HDL, on the other hand, is the good type that transports LDL to your liver and out of your body and of which you should have as much as possible.
American and Canadian researchers published a new study in the November 2016 edition of the Journal of the American College of Cardiology that casts serious doubt on this common wisdom.
In fact, the opposite may even be true!
They identified 631,762 Canadians whose cholesterol levels were known and who had an average age of 57. None of them had cardiovascular disease or any other serious condition that normally coincides with it.

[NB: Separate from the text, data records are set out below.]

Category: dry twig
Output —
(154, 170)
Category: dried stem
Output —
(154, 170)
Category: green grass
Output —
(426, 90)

During the 4.9 years during which the scientists observed them, 17,952 of them died.
When analyzing the causes of their deaths in the light of their HDL cholesterol levels, the research team found the following:
1. Those with the lowest HDL levels were more likely than the others to die of cardiovascular disease, cancer, and all other causes.
2. Those with the highest HDL levels were more likely to die of non-cardiovascular causes like cancer than those with scores in the middle.
3. When all causes of death were considered together, those with the lowest scores were the most likely to die, then those with the highest scores, and then those in the middle.
What does this mean?
If those with the lowest HDL are not only more likely to die of cardiovascular disease but also of other non-cardiovascular causes, it seems to suggest that instead of being a direct contributor to cardiovascular disease, low HDL should rather be seen as a marker of general poor health.
Think of it this way, if the people who are the most likely to die also happen to be those with low HDL cholesterol, it seems like low HDL is a general indicator of poor health, rather than being a cause of cardiovascular disease specifically.
The scientists did not try to explain the second and third findings, except to remark, rather obviously, that high HDL in itself is not a great outcome at which to aim, as it increases your chance of dying of cancer and other non-cardiovascular causes.
This study is useful because it shows that it is pointless and even undesirable to take drugs to increase your HDL cholesterol score.
Moreover, because low HDL is an indicator of an unhealthy lifestyle, drugs to increase your HDL score alone will not make you healthier. Only a healthy lifestyle can do that.
The fact is that LDL (bad) and HDL (good) cholesterol have absolutely nothing to do with your risk of stroke and heart attack and other cardiovascular complications.